Calle Sur is what happens when you combine man and woman, Black and White, urban and rural. Seeing Calle Sur is living proof that the terms "Hispanic" and "Latino" can't be summarized.
Ed East is Panamanian. His upbringing in Panama City meant noise, hustle, bustle, and those chaotic smells
and sights so characteristic of any Third World metropolis. It also meant a fierce need for individuality and lots of musical innovation and creativity, as expressed in the work of his compatriot, Rubén Blades.
Karin Stein, his Colombian partner, brings to the music of Calle Sur the perspective of her rural upbringing.
Very rural, that is. She grew up as a cowgirl on a remote ranch in the eastern Llanos or plains of Colombia.

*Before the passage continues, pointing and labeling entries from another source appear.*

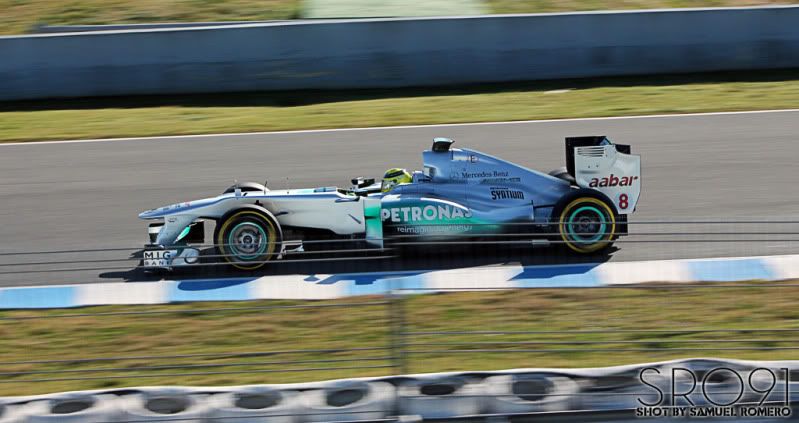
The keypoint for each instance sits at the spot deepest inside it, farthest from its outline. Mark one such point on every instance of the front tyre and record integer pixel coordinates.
(247, 239)
(586, 222)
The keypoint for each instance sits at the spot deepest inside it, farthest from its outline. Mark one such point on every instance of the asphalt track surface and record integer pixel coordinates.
(86, 195)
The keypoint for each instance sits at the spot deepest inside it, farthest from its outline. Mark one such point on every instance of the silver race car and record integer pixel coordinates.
(460, 194)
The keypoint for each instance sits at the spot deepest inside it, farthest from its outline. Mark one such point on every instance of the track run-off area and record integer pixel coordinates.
(699, 171)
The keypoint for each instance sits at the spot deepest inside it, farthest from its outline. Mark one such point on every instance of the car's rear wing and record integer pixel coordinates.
(597, 163)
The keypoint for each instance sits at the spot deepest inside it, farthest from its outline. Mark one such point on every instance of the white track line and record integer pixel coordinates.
(380, 128)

While he rode buses and watched TV, she rode horses and watched the red ibis stalk across emerald green
rice fields. There was no TV in her neck of the woods. No electricity for that matter. Only a small transistor
radio which sometimes worked, and from which she gleaned tidbits of an outer world. His veins were filled with the fusion of world beats converging in a big city. Her soul harbored haunting cowboy tunes from her
traditional Llanero culture, a fascinating people whose music remains one of Latin America's best kept secrets.

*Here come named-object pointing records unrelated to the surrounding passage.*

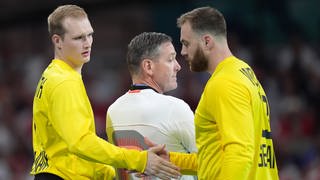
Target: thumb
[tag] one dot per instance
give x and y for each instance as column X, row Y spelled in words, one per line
column 149, row 142
column 160, row 148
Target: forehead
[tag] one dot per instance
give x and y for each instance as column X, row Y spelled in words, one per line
column 167, row 48
column 77, row 25
column 186, row 31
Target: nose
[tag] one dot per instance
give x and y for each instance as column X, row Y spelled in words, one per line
column 183, row 51
column 87, row 42
column 177, row 66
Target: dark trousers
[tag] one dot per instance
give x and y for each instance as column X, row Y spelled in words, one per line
column 46, row 176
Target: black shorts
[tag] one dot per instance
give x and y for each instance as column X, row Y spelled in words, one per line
column 46, row 176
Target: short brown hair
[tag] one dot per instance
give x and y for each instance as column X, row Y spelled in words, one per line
column 205, row 19
column 56, row 18
column 144, row 45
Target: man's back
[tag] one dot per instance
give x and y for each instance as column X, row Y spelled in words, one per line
column 162, row 119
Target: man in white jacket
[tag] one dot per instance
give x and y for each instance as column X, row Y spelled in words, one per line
column 163, row 119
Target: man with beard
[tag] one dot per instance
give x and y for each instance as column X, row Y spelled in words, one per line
column 232, row 124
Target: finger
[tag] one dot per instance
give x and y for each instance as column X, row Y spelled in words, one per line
column 159, row 149
column 149, row 142
column 168, row 169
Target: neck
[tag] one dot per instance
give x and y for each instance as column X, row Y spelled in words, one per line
column 72, row 65
column 218, row 56
column 149, row 82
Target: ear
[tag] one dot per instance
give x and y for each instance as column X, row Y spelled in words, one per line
column 147, row 66
column 56, row 40
column 208, row 41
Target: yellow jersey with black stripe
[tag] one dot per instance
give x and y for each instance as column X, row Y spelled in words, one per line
column 64, row 138
column 232, row 122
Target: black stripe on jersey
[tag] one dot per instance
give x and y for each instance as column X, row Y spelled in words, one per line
column 266, row 134
column 141, row 86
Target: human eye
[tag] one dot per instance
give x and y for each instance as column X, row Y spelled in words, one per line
column 78, row 38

They met in Iowa, of all places, where they each had built a life in a foreign but welcoming land, and where their Latin heritage has blended with their predominantly Anglo-Saxon surroundings. They have been pioneers in a state that has only in the last 15 years seen a significant influx of Latinos. Calle Sur, however, commonly performs outside of Iowa: New York, Colorado, Costa Rica, Malaysia, Romania - wherever their music takes them. They have composed the film score for three documentaries, some of them aired worldwide. Their compositions have also been used in feature-length movies.

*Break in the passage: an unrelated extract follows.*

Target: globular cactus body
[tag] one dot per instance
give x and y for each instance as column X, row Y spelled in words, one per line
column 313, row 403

This duo has charisma, it has class, and it has talent to boot. One minute, Ed's drumming makes you jump to your feet. The next, you sway to the samba he plays on his guitar. Karin strums a mean 6/8 beat on her Venezuelan cuatro, then effortlessly switches to Bolivian panpipes. Ed's versatile expressions take you from guajira and jazz to bossa nova and salsa tunes. Karin's stirring vocal quality melts your senses with a tender love song, then wraps its power around you in an Afro-Colombian cumbia. And when they sing one of their boleros together, the perfect blend of their harmonies will likely give you goosebumps.